ステップ1—Certbotをインストールする

Let’s Encryptを使用してSSL証明書を取得するための最初のステップは、サーバーにCertbotソフトウェアをインストールすることです。

:現在、CertbotはデフォルトでDebianソフトウェアリポジトリから利用できませんが、/ etc / apt/sources.listファイルのバスターバックポートリポジトリを構成することは可能です。 APTを使用してCertbotソフトウェアのバックポートをインストールできるようにします。

ただし、バックポートは、Debianのテストから再コンパイルされたパッケージであり、安定したDebianディストリビューションで実行するために再コンパイルされた不安定なリポジトリです。 これらのパッケージは定期的にテストされておらず、常に最新であるとは限りません。 したがって、Certbotバックポートはバージョン 0.31 をインストールしますが、この記事の執筆時点での現在のバージョンは1.09です。 これらのバージョンのCertbotの顕著な違いの1つは、バージョン 0.31のデフォルト設定でTLSv1.0とTLSv1.1が有効になることです。
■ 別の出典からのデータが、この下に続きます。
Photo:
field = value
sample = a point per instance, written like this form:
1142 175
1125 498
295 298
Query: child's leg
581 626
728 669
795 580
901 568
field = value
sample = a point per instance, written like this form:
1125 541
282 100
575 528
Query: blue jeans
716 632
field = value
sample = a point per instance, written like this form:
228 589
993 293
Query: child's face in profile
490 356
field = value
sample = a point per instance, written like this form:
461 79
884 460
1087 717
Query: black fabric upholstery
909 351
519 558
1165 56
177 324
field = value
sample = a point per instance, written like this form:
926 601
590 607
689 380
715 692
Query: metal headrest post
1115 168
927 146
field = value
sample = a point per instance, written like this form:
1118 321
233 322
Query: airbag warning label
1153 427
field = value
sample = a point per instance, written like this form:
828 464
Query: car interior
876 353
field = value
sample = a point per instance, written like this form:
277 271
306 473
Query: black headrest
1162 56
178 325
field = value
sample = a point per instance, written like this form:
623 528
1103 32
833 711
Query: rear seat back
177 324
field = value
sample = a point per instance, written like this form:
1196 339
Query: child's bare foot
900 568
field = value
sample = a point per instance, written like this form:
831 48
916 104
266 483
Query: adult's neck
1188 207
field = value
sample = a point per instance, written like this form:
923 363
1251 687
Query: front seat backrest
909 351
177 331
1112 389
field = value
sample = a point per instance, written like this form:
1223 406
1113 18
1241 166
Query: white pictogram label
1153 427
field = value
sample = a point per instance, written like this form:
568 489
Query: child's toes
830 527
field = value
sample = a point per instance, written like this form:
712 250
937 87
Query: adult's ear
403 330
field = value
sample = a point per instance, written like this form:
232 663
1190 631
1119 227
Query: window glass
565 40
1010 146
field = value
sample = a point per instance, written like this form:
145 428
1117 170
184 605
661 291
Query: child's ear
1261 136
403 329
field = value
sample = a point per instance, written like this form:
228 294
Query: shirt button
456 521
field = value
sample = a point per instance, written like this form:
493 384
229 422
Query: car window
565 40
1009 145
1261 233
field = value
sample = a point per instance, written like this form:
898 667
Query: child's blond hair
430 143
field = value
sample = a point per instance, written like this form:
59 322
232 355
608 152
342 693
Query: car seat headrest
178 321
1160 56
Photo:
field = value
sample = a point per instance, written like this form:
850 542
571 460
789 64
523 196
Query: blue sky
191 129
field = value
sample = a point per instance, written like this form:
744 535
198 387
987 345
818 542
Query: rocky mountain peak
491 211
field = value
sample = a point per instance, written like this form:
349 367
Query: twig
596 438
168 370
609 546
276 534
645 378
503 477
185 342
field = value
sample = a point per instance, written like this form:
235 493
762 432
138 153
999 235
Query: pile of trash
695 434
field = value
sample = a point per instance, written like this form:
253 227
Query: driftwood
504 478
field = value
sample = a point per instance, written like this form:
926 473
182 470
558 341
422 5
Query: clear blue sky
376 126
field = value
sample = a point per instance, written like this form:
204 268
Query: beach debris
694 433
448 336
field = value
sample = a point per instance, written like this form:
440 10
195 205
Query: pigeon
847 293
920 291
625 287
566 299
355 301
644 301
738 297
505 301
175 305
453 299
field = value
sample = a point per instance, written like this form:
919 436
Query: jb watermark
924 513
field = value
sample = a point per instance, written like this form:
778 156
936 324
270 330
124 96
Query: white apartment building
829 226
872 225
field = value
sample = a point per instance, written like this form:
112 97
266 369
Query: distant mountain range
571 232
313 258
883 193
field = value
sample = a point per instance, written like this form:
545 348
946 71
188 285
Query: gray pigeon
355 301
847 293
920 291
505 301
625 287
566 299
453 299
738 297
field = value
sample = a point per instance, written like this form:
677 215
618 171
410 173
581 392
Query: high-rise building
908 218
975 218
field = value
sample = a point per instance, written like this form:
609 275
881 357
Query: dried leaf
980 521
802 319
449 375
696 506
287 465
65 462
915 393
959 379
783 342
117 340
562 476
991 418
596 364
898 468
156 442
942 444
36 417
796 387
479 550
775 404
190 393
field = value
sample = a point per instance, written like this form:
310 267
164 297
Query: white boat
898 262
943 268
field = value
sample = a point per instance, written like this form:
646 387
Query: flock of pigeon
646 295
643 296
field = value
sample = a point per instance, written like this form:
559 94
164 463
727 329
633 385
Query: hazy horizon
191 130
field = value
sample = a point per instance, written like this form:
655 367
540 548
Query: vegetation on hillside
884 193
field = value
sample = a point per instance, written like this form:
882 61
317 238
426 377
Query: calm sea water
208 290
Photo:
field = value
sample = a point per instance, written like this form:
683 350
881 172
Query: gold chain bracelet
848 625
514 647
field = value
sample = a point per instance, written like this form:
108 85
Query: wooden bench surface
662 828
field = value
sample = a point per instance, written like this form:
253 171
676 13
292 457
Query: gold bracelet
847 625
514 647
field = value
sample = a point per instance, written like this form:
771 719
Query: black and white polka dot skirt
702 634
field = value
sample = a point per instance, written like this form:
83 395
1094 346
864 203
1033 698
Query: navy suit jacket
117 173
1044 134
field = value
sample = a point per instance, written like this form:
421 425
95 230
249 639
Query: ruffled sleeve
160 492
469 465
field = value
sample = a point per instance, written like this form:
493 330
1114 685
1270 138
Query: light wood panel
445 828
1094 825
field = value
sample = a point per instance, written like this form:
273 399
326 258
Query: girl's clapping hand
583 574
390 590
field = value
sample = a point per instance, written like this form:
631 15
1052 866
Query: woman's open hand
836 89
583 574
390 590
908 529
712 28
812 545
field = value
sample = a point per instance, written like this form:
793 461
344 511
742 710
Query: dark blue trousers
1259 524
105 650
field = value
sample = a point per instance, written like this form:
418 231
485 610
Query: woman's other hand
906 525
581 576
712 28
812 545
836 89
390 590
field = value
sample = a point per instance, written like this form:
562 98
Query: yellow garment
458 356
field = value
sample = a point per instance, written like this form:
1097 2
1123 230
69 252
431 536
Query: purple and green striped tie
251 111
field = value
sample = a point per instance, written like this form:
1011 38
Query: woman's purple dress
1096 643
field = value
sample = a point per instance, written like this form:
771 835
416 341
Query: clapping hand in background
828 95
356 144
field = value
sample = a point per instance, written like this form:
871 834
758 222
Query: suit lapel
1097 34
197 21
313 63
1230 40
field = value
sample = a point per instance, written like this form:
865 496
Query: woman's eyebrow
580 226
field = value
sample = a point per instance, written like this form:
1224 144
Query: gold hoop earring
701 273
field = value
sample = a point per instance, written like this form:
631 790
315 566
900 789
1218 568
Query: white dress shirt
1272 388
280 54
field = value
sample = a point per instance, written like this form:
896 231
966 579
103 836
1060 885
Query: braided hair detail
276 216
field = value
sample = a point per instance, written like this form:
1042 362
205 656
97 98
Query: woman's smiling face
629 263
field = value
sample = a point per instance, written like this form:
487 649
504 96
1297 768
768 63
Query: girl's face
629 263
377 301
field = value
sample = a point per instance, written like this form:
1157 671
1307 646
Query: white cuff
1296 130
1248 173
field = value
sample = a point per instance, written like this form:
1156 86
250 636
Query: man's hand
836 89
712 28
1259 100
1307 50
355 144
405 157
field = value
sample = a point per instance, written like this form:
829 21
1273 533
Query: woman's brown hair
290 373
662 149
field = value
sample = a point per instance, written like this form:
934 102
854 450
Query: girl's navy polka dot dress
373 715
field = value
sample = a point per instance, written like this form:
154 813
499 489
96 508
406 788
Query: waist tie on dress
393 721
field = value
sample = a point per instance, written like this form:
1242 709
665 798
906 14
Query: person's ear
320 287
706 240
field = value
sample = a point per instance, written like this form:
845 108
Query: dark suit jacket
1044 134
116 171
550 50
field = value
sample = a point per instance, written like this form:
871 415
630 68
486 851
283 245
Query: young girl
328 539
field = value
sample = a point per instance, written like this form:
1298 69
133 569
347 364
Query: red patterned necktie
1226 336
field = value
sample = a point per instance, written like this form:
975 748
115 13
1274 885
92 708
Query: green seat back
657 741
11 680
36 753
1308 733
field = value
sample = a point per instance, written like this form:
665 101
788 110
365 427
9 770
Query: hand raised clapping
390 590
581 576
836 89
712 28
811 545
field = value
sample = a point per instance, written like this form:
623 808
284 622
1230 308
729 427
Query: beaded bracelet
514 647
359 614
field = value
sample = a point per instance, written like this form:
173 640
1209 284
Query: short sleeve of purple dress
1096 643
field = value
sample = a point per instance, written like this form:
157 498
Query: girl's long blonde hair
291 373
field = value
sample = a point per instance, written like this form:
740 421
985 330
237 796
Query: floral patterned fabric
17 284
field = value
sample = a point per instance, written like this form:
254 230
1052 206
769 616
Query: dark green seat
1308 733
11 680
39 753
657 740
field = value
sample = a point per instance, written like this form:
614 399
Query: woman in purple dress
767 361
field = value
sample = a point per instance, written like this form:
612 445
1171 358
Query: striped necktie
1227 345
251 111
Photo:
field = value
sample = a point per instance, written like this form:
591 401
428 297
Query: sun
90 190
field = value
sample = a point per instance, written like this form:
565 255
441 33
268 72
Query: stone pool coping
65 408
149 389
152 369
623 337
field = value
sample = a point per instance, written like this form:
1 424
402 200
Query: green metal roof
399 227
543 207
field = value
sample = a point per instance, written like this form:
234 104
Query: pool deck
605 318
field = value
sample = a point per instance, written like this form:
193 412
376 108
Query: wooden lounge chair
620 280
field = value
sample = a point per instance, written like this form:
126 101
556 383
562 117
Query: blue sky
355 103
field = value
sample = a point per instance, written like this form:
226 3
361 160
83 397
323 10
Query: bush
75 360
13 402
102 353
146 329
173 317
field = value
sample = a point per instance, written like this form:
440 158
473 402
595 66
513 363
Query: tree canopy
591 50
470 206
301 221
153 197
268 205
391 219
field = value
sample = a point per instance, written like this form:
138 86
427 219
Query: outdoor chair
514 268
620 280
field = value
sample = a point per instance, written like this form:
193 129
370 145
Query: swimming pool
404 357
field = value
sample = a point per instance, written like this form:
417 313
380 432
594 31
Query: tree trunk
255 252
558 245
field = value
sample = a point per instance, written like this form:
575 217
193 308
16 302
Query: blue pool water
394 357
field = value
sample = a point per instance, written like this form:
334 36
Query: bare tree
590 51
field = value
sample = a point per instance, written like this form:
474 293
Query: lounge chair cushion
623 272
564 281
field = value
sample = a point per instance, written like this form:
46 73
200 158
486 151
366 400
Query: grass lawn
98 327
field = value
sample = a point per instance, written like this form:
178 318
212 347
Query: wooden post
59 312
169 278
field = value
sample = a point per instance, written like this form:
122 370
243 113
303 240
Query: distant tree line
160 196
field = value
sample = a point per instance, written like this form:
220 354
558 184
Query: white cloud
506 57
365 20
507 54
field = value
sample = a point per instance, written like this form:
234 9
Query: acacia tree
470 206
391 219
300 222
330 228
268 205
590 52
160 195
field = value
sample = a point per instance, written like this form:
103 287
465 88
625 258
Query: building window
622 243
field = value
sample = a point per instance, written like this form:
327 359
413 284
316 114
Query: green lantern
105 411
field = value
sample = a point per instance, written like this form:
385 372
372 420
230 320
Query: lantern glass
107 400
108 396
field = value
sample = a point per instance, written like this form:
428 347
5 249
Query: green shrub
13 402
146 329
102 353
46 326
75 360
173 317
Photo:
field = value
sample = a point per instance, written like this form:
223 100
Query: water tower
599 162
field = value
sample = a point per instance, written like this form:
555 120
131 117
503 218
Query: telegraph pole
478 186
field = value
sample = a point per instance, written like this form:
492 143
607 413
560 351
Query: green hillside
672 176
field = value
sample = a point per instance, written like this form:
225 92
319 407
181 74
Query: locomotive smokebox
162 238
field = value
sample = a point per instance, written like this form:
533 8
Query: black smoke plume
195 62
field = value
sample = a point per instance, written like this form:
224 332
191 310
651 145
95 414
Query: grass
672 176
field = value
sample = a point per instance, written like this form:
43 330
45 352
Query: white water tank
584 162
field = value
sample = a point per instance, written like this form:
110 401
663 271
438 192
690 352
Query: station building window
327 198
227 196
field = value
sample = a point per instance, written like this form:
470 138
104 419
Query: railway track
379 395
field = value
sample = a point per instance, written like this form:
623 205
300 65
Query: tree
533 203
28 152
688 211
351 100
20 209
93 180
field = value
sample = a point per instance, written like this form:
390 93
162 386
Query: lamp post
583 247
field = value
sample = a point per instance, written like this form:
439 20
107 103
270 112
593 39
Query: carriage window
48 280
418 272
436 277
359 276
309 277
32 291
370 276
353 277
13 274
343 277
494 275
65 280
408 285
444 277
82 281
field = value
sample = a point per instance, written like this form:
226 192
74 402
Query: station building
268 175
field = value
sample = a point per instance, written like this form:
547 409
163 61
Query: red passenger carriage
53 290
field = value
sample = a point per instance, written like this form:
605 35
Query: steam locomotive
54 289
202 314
これは、ほとんどの主要なWebブラウザーで廃止された2つのセキュリティプロトコルであり、これらを有効にします。プロトコルはセキュリティの脆弱性をもたらす可能性があります。 このデフォルトを変更することは可能ですが、変更すると、Certbotを非常に便利にする自動更新が機能しなくなる可能性があります。

このチュートリアルでは、Debian APTリポジトリから最新バージョンのCertbotが入手可能になるまで、Certbotドキュメントの推奨事項に従ってバージョン1.09snappyパッケージをインストールします。 snapsと呼ばれる形式でパッケージをインストールするLinuxシステム用に開発されたマネージャー。

CertbotをDebianにスナップとしてインストールするには、最初に snapd サーバーにインストールされています。 snapd スナップのインストール、使用、および管理に必要なデーモンです。 インストール snapd パッケージはまたインストールします snap サーバー上のコマンド。

インストールするには snapd、最近行っていない場合は、ローカルパッケージインデックスを更新します。

  1. sudo apt update

次に、をインストールします snapd パッケージ:

  1. sudo apt install snapd

このコマンドを実行すると、インストールすることを確認するメッセージが表示されます snapd およびその依存関係。 を押してそうします Y その後 ENTER.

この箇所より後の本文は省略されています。